![](https://ffxiv-roleplayers.com/mybb18/images/reksio/flecha.png)
Interlude
It hadn't been that long. Xavarian had been back to the bookstore not long later, just as he said he would, and wasn't surprised to find Avis had already made her way out, as she'd implied. He'd stayed there to do a bit more work, among other things, feeling rather energetic that evening. The duskwight returned later, his pleased demeanor from prior delivery still lingering with him as he made his way into the inn room. Yet, he wasn't quite expecting quite what he found. The two, small, folded birds rested on the floor by his feet, he'd nearly kicked one, but stopped short when it caught his eye.
Surprised blinking ensued. He had stopped moving for just a moment to listen to the air around him. Floor creaks from outside, muted voices from the surrounding rooms, other sounds he never cared much to identify, even though at times they were difficult to ignore in their.. loudness. Nothing close, in the room with him. He let out his held breath, then knelt to carefully pick up the small paper birds, and inspect them closer.
Then a smirk took over. The paper crafted by his own hands, he could recognize anywhere.
He was initially quite pleased, almost thrilled at what she had made for him. Look how intricate and lovely these were, small paper birds, like the flight both had mentioned in their words. He started glancing around on where to keep them, before sitting with them at the table to look them over closer, when- with some strange combination between a sinking 'oh no', and a curious raise of his eyebrows, he saw letters written on the birds' forms. Or at least one, maybe a single letter on the other. Lips pursed together. "Hells-" He found himself torn.
She had crafted these quaint little creatures for him, both delicate in their construction, even in their uneven-ness, yet sturdy from the paper; he'd wanted to keep them as they were, but Avis surely wrote something within. Words she'd previously spoken ran through his mind; those of moral dilemmas, and who would he save if given the choice between her, the writer or the book. Of course, without question, it was her; her or both, if possible. But questions seeped through his thoughts not unlike those now with a much less clear answer; what gifts would he dismantle for what he thought they contained? Would he take apart something so carefully crafted for the Knowledge within? Would he unravel tiny beings' existences wrought with time and care to get at what was inside? Could they be fixed, then, could they be saved once their secrets were shown? Or were those the wrong questions altogether?

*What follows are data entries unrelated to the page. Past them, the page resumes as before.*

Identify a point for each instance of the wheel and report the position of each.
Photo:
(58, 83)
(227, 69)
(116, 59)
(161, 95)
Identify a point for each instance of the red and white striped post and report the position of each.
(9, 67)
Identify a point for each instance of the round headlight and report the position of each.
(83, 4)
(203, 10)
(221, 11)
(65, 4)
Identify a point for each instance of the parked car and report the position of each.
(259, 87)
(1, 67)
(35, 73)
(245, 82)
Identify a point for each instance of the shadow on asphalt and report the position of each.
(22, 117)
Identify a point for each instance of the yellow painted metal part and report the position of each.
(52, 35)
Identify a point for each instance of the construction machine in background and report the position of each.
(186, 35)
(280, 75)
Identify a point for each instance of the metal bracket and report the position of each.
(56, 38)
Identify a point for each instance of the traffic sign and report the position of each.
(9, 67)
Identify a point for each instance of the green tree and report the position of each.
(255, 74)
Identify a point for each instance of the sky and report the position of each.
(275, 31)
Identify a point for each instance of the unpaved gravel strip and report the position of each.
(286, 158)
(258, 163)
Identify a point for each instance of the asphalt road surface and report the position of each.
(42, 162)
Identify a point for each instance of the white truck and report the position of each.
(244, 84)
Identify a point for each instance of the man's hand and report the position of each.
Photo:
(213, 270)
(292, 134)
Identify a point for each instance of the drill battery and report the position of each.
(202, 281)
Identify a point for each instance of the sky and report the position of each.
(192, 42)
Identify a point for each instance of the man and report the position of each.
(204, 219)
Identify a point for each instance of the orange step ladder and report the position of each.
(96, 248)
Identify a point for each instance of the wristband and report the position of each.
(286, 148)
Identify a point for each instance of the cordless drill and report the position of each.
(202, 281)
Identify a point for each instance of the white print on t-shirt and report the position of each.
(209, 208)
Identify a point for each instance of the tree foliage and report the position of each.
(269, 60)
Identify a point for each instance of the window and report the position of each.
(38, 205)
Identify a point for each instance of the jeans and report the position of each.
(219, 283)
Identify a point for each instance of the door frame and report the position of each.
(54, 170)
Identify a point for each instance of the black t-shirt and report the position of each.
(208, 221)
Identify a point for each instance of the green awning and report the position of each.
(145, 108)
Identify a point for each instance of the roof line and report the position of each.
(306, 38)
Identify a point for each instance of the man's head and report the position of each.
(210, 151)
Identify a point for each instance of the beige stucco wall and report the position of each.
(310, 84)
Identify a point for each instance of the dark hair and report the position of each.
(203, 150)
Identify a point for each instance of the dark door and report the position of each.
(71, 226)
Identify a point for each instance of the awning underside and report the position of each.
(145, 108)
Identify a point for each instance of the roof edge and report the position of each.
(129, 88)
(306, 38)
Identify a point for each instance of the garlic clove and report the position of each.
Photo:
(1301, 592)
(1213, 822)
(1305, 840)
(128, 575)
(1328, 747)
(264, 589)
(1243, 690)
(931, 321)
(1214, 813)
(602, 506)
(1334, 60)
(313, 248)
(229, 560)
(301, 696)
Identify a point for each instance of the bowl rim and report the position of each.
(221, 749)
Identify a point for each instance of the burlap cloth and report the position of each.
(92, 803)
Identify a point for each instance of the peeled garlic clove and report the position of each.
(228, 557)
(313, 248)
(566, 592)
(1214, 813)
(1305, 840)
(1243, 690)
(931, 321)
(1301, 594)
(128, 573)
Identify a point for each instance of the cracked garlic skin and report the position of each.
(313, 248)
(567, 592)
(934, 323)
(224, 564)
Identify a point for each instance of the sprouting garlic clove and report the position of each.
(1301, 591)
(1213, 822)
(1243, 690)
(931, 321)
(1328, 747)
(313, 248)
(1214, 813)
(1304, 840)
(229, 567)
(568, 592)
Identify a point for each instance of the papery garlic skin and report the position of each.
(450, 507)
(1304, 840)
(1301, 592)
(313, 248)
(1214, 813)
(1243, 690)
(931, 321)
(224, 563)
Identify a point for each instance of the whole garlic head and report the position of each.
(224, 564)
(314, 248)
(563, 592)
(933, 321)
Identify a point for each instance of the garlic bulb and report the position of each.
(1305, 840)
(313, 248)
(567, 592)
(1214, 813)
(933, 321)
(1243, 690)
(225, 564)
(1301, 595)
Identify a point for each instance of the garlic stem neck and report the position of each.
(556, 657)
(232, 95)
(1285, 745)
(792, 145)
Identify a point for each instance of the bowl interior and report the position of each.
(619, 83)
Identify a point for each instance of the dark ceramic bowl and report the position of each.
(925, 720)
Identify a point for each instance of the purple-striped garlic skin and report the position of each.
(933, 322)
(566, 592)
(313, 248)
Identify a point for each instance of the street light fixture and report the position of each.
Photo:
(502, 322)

Would leaving them whole mean thinking them too fragile, too delicate and wish them kept in their state so they may never fulfill their purpose, the very reason they were wrought? Would he choose never to Know the inner most thoughts of another, even if they are held out given, to leave them alone instead as whatever their outer appearance shows by his own assumptions, for the sake of keeping them as he may have wished? Keep them; nice, and pretty, and safely locked away for his enjoyment, in willful ignorance of what they may actually hold?
The very thought upset him, the temperature, though it had already since risen with sparks abound, grew momentarily hotter; Xavarian found himself with a passing dull anger at something entirely removed from the paper birds before him, and he knew his decision then. The inner aggravation was immediately dispelled with a quiet huff, as the duskwight began, very carefully, attempting to unfold the tiny paper birds.
He read the first over. Once, twice, any number of times, smiling softly to himself, as just as many thoughts ran through his mind. But the second one.
The second one was harder to unwravel, but the tiny phrases it held caused Xavarian's eyes to grow wide, the Aether to ripple with sparks around him, even though his scepter on his arm held it in check. He covered his mouth for a moment, a small sound escaping a grin, read it over and over, and the other one afterward too.
He hurried to grab at some paper, only to push it away to stand. And pace. Time and again he paced forth and back. The duskwight's grin could not be contained, but he worried with it just as much. What did she mean? Was it what he thought? Was it as implied? Was it simply of the story she wished that he hadn't provided? How was he even to reply to that tiny once-bird? He opened his mouth as though to explain himself to the pages. Explain that he had no idea what to tell them.
Then he turned away and ran a hand through his hair. "Hells- Hells~"
He quickly sat to write, started something. Stopped. Went to push it away, then wrote something more instead. Before he stopped and abruptly stood again. What is wrong with him? He just about abruptly walked right out of his room then, only to turn quickly around, whisking up the pages in hand, to slide them all into his tome, before he quickly fled, as though something may form from the darkness in the room and grab him if he didn't.
Xavarian was only out the door for less than a minute before he was back inside again, yet this time, he began to throw off his layers to replace them with new ones. What he needed was to be absolutely distracted from this; these thoughts whirling about his head would get him nowhere, and he was certain that directing all of his attention to the sea was just the solution. But this time he would be prepared, godsdamnit all. Actually be ready to get as close as he could to the water. Then. Then after he's had his experiments, cleared his mind of all that resonated of the letters and their writer, the way she chirped her quips, the way her words gently coiled themselves around him and twirled, that had him spinning in circles, he might be able to say something about all this. Something not based entirely on what he'd hoped he read.